In 1991, regarding Kounis syndrome, the first case was reported by Kounis and Zarvas as “allergic angina syndrome.” Constantinides declared that even nonserious allergic reactions could provoke atherosclerotic plaque rupture, in 1995. In 1998, Braunwald pointed out that histamine and leukotriene-like mediators released during allergic reactions contracted the coronary blood vessels [11]. Myocardial infarction due to amoxicillin as an allergen was first described in 1950. To our knowledge, there is no report on clindamycin causing myocardial ischemic syndromes in the literature.

Mast cells, the key elements of allergic reactions, are located between cardiomyocytes and around coronary arteries in healthy people. Larger amounts are present at atherosclerotic vessels. They play major role in allergic and anaphylactoid reactions.
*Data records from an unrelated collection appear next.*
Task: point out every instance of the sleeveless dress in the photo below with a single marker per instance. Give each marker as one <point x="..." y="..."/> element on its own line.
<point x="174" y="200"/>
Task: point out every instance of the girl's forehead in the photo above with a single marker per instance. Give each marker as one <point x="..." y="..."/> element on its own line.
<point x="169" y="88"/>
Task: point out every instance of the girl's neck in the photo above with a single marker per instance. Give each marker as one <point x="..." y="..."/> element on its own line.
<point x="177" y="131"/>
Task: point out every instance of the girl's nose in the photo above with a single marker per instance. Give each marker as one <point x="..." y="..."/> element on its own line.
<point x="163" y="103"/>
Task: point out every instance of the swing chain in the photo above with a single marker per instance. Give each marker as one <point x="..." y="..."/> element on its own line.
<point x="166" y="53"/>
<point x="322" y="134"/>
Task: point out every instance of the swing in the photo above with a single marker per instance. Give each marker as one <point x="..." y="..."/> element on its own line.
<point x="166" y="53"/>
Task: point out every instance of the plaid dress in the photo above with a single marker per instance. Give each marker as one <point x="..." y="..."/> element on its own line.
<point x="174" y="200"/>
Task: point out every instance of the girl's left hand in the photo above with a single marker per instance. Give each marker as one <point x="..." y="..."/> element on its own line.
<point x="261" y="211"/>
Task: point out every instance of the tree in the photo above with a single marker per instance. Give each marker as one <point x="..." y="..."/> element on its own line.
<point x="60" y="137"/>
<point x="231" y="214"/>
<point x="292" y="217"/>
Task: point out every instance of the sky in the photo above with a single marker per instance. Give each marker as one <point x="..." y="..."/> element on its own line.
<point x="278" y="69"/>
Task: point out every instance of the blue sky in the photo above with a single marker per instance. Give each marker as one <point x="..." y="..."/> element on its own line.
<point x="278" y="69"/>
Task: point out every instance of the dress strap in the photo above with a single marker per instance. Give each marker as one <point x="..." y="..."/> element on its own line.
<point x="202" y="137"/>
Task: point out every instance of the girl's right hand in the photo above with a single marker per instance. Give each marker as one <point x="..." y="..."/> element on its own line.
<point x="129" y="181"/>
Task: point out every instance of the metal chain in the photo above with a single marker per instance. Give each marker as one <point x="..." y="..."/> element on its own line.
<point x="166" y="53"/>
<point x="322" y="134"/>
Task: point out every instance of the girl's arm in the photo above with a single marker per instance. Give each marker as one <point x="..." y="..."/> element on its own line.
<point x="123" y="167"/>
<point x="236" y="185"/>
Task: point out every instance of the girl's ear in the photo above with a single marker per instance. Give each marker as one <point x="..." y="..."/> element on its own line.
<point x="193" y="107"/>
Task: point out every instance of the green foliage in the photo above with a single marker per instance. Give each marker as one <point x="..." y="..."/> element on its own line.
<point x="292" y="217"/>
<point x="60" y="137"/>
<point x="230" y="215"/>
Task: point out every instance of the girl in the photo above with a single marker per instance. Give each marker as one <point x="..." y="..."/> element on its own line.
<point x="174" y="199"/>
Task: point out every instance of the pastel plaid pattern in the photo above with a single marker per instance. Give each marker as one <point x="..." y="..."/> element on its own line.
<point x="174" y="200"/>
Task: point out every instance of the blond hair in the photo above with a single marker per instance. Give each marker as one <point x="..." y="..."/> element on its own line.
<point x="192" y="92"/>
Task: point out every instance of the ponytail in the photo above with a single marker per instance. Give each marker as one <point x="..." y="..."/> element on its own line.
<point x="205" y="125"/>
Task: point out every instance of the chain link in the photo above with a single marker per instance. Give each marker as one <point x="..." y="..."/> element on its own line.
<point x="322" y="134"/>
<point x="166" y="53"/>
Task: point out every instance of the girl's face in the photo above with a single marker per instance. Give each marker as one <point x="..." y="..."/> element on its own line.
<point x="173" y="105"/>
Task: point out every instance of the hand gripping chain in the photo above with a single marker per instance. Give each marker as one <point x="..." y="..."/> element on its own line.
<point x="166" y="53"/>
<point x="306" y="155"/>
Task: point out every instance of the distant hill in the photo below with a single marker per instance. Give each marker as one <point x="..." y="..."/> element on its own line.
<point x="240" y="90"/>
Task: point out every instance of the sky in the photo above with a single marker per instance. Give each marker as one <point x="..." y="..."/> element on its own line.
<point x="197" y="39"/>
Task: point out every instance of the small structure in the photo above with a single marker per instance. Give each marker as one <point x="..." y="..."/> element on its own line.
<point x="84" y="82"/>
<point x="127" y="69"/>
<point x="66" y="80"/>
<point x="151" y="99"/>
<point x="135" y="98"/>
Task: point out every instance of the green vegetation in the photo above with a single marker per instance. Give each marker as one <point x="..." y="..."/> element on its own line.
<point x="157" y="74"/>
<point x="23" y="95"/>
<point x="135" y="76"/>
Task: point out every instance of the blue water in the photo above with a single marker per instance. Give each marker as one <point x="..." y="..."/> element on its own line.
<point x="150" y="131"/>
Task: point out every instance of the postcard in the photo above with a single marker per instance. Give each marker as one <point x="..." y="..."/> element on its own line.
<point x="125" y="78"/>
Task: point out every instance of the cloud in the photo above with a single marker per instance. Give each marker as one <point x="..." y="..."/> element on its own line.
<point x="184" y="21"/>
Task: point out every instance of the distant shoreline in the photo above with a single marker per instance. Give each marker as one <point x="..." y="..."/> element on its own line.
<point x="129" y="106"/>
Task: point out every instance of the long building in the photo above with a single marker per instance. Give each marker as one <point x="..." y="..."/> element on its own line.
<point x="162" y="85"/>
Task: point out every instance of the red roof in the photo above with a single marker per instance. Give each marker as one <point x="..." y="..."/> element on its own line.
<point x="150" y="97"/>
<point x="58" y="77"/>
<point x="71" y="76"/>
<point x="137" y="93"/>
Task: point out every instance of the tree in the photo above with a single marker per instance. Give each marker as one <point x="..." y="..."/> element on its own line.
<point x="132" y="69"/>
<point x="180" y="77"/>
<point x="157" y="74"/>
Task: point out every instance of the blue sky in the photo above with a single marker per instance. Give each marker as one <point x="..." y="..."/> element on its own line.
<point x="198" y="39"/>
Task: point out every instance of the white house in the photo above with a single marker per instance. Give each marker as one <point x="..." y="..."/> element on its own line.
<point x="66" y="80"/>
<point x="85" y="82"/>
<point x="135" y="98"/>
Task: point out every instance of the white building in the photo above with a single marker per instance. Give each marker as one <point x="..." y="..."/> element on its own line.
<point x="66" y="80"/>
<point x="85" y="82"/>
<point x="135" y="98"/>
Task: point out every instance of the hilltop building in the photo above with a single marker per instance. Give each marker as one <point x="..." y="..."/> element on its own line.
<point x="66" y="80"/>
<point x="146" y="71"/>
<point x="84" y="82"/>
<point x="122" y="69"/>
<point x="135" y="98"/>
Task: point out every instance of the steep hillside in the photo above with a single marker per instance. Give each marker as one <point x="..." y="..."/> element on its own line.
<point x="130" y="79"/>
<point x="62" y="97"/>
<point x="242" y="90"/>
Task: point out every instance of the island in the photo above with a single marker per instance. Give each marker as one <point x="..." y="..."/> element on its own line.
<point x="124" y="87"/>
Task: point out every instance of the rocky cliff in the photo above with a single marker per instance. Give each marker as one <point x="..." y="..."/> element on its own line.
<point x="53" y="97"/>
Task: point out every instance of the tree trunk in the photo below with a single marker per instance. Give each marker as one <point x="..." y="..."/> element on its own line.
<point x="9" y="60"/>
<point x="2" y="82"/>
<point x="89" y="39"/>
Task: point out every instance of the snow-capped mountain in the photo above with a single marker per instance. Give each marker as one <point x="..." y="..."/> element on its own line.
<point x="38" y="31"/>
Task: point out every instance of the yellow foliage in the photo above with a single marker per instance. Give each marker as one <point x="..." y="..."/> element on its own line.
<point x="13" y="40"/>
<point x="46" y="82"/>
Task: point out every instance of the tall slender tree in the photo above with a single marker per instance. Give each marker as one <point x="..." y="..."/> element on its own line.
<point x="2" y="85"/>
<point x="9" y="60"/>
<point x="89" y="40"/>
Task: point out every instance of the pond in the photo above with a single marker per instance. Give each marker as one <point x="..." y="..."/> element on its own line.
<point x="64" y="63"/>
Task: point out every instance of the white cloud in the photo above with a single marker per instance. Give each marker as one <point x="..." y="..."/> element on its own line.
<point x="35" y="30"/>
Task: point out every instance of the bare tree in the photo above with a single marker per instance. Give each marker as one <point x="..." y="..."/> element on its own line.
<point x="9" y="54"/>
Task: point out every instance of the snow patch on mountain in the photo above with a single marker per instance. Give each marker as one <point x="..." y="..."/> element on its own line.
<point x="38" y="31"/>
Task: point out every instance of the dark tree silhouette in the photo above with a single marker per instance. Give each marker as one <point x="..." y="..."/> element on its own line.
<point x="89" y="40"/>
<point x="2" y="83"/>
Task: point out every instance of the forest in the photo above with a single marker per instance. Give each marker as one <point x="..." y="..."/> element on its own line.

After allergen exposure, antigen-anticor complexes or the allergen itself directly activates mast cells [9, 11]. Mediators like histamine, leukotrienes, neutral proteases, and platelet-activating factor are released locally and to the systemic circulation by mast cell degranulation to constrict the coronary arteries.

Myocardial bridging is usually an incidental finding at coronary angiography, but sometimes the patients may be admitted to the emergency units with typical or atypical angina pectoris, ST elevation, or non-ST elevation MI and very rarely with sudden cardiac death in the presence of myocardial bridging [12, 13]. It was first recognised at an autopsy by Reyman in 1737 and first described angiographically by Portmann and Iwing in 1960 [14, 15]. The estimated incidence varies from 1.5% to 16% when assessed by coronary angiography; however, it’s much higher in autopsy series as up to 80% [1, 16]. In the vast majority of the cases, angiographic localization of the bridge is on the LAD. The right coronary artery or the circumflex artery involvements are very rare [1719].

Myocardial bridging is usually a clinically silent condition, and the clinical significance of the bridge is determined by the anatomy of the tunnelled segment, concomitant vaso-constrictive situations, and atheromatous changes. During systole, contraction of the overlying myocardium compresses the underlying coronary segment; this compression may persist into the diastole, in which the majority of coronary blood flow occurs normally. Increased heart rate, shortening of diastole, increased myocardial contraction and flow velocity, and all causes leading to coronary spasm like exercise, drugs, or allergic reactions can cause ischemia in patients with myocardial bridging [20, 21]. The myocardial infarction in our case may be related to the additive effect of coronary vasospasm of Type 1 Kounis syndrome and the existing myocardial bridging on the mid LAD.

In symptomatic patients with myocardial bridging, the management is usually medical rarely surgical or invasive. Available medications include beta-blockers and calcium channel blockers. These drugs have the negative inotropic properties that slows the heart rate and elongates the diastolic phase to obtain adequate time for the coronary arteries to maintain the blood flow. Nitrates should generally be avoided because they can increase the angiographic narrowing due to the increased heart rate and can lead to worsening of the symptoms. Surgical treatment by dissecting the overlying myocardial fibers (myotomy) or coronary artery bypass should be limited to patients with severe symptoms or recurrent ischemia that persist despite optimal medical treatment. Coronary stenting may be another treatment option in retractable cases; however, the restenosis rates and complications during the procedures limit their frequent usage [22]. Our patient was successfully treated conservatively with beta-blocker, aspirin, and immunosuppressive therapy.

4. Conclusions

To the best of our knowledge, it is the first case report in the literature that Type 1 Kounis syndrome overlapping with preexisting myocardial bridging and causing acute ST elevation MI in a 17-year-old male patient right after taking a clindamycin tablette. It should be kept in mind that, although the myocardial bridging is considered a safe and simple condition, with the additive vasoconstrictive effects of allergens, drugs, or the patients, it can cause ischemia and infarction.